Copyright: Weder der Text, noch Textpassagen dürfen ohne meine Einwilligung verwendet werden, dies gilt auch für das hier verwendete Fotomaterial. Das Urheberrecht liegt alleine beim Autor.

 

Vom 'Erbfeind' zum Liebespaar



Fernande Kommunion
Meine Mutter Fernande hat nie gerne über ihre Kindheit und Jugend in Sant Benin erzählt. Nach ihrem Tod, im Dezember 1976 in Hamburg, sprach ihre Mutter Flore nur wenig über das Verhältnis zur Tochter. Es war schwierig gewesen, Fernande hatte sich für die ärmlichen Verhältnisse geschämt, in denen sie aufgewachsen war. Ihre Mutter hatte seit der Rückkehr aus Lille 1946, in Saint Benin gelebt, sie starb dort 1988. Fernande hat sich immer für das kleine Haus, den verwilderten Garten, sowie den Kaninchenstall mit dem P
lumps-Klo nebenan geschämt. Ein Milieu, aus dem sie immer entkommen wollte und sich nur ungern daran erinnerte.
 
Sommerferien am Meer
Fernande Henriette Aubry wurde am 15.Februar 1923 in Saint Benin geboren. Nach dem frühen Tod des Vaters, sie war fünf Jahre alt, lebten sie und ihre Mutter mit dem Großvater zusammen. Nach dem der jähzornige Mann 1932 gestorben war - Fernande war Neun - wohnten Mutter und Tochter hier fortan alleine. Flore konnte nach der Geburt Ferandes keine Kinder mehr bekommen und hat auch nie wieder geheiratet. Sie versuchte  ihrer Tochter ein besseres Leben zu ermöglichen. Dabei habe sich Fernande zu einer kleinen 'Despotin' entwickelt - sagte nach ihrem Tod Flore etwas verbittert und nachdenklich. Die Mutter wollte der Tochter eine höhere Bildung und damit ein besseres Leben  ermöglichen. Sie sollte nicht, wie ihre Mutter, später in einer Fabrik schuften müssen. Mitte der 1930er Jahre reformierte die Volksfrontregierung das Bildungssystem Frankreichs, Frauen erhielten bessere Aufstiegschancen. Flore und Fernande zogen nach Lille, denn in der Großstadt konnte die Tochter einen höheren Schulabschluss machen. Kurz vor Kriegsbeginn bereitete sie sich auf das 'Baccalaureat' vor. Wären nicht die Tuberkulose und der Krieg dazwischen gekommen, hätte sie vielleicht sogar studieren können. 
 
Fernande (links) am Filmset
Die junge Frau liebte das Kino und schwärmte für die Filmstars. In Frankreich gab es damals 4250 Kinos, die seit Mitte der dreißiger Jahre  Tonfilme zeigten.
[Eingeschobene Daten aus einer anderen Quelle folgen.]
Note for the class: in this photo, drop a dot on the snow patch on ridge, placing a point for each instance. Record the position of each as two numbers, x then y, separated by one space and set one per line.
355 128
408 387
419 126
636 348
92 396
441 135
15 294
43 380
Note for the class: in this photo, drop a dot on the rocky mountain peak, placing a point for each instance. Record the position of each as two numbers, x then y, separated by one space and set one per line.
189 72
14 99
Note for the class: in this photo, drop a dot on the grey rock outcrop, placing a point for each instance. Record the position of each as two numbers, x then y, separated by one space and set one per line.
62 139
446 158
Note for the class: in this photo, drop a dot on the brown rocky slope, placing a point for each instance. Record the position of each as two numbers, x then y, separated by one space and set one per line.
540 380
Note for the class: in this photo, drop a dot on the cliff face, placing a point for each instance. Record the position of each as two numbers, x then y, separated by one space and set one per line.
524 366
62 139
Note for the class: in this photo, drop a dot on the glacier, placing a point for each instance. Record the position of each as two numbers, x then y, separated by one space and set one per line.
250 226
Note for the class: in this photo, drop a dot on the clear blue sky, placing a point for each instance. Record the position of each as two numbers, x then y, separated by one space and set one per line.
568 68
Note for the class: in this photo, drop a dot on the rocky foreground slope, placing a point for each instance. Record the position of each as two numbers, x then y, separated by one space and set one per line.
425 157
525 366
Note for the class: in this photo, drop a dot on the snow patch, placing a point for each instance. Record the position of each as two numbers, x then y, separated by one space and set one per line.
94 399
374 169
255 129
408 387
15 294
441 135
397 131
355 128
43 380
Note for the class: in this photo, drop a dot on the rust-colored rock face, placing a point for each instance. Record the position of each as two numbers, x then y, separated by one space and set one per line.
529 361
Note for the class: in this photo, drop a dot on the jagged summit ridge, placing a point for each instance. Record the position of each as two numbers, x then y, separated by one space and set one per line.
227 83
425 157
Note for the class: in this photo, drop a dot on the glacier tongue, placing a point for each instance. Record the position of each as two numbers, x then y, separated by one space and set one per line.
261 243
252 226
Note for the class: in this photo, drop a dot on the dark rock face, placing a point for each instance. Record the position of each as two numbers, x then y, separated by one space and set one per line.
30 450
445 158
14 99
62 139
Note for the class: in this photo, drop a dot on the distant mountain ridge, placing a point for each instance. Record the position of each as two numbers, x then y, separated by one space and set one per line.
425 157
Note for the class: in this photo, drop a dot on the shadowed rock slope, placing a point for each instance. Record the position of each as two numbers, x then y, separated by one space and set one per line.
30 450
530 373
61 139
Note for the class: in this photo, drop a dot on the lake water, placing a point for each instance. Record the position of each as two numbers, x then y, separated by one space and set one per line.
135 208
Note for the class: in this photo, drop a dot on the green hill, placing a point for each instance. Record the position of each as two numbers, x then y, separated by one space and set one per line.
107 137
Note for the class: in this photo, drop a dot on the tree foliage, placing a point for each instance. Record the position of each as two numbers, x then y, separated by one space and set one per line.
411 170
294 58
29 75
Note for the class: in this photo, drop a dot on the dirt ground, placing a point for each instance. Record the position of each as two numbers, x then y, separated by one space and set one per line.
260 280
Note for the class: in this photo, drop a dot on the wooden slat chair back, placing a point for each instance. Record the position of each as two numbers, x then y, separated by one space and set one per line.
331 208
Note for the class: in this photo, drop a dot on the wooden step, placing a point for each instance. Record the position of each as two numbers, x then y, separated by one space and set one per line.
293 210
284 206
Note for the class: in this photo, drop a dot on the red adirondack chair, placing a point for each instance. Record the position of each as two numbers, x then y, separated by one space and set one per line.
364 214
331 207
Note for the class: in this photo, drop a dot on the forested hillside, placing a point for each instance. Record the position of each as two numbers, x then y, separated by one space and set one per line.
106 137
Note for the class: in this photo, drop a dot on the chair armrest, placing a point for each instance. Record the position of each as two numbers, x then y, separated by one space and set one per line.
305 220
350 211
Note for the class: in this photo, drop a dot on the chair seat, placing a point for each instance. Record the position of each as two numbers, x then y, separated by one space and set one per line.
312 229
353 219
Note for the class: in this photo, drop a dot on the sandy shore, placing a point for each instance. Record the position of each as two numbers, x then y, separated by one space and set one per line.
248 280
Fernande lief fast jedes Wochenende von Saint Benin in das nahegelegenen Städtchen Le Cateau, um dort im Kino die neuesten Filme aus Frankreich und Hollywood zu sehen. Sie schwärmte für den Macho Jean Gabin, lachte über Fernandel und bewunderte die Diva Danielle Darrieux. Später suchte Fernande in Lille Kontakte zu Filmleuten - das deutet zumindest ein Foto aus dieser Zeit mit einer kostümierten Frau vor einer Kulisse an.
 
Noch ist Frieden: Fernande (links)
Am 1.September 1939 begann der Zweite Weltkrieg, der aber bis Mai 1940 in Frankreich ohne große Kampfhandlungen verlief. Die Soldaten lagen sich gegenüber, geschossen wurde selten, man nannte das 'drole de guerre' - bei den Deutschen 'Sitzkrieg'. Fernande und Flore fühlten sich, wie die meisten Franzosen, durch die Befestigungsanlagen der Maginot-Line geschützt - die von der Schweiz bis an die Südgrenze Belgiens in den Ardennen verlief. Die 17-Jährige Fernande hatte zudem schwere gesundheitliche Probleme, die sie vom Krieg ablenkten. Sie mussten wegen Tuberkulose in ein Sanatorium in den französischen Ardennen - eine Krankheit, vor der sie sich bis zu ihrem Tod gefürchtet hat.
 
Aber genau durch diese bewaldete Gegend, mit seinen engen Tälern und angeblich für Panzer nicht passierbaren Straßen, stieß am 10. Mai 1940 Hitlers Wehrmacht nach Frankreich vor. Wo sich das Sanatorium Fernandes genau befand, ist unbekannt, sie versuchte mit einer Freundin zu Fuß nach Lille zu gelangen. Davon erzählte sie Jahrzehnte später - immer noch mit Schrecken. Die Angriffe deutscher Tiefflieger mit ihren Maschinengewehren und Bomben auf mit Soldaten und Flüchtlingen vollgestopfte Straßen. Besonders das Geheul der Sirenen angreifender Stukas hat sie nie vergessen. 
 
Fernande erreichte in dem Chaos irgendwie Lille, ob vor oder nach den schweren Gefechten dort (28. - 30.5.1940), weiß ich nicht. Sie war jedenfalls wieder mit der Mutter vereint, die einmal erzählte, sie habe nach der Eroberung auf der Grand Place eine große Gruppe deutscher Militärs gesehen. In ihrer Mitte habe ein Mann "avec une moustache comme Charlot" - (Charlie Chaplin), gestanden. Es war Adolf Hitler, der kurz nach der Einnahme der Stadt die Region besucht hatte, in der er während des Ersten Weltkrieges stationiert gewesen war. In Le Cateau war ihm 1918 das Eiserne Kreuz verliehen worden.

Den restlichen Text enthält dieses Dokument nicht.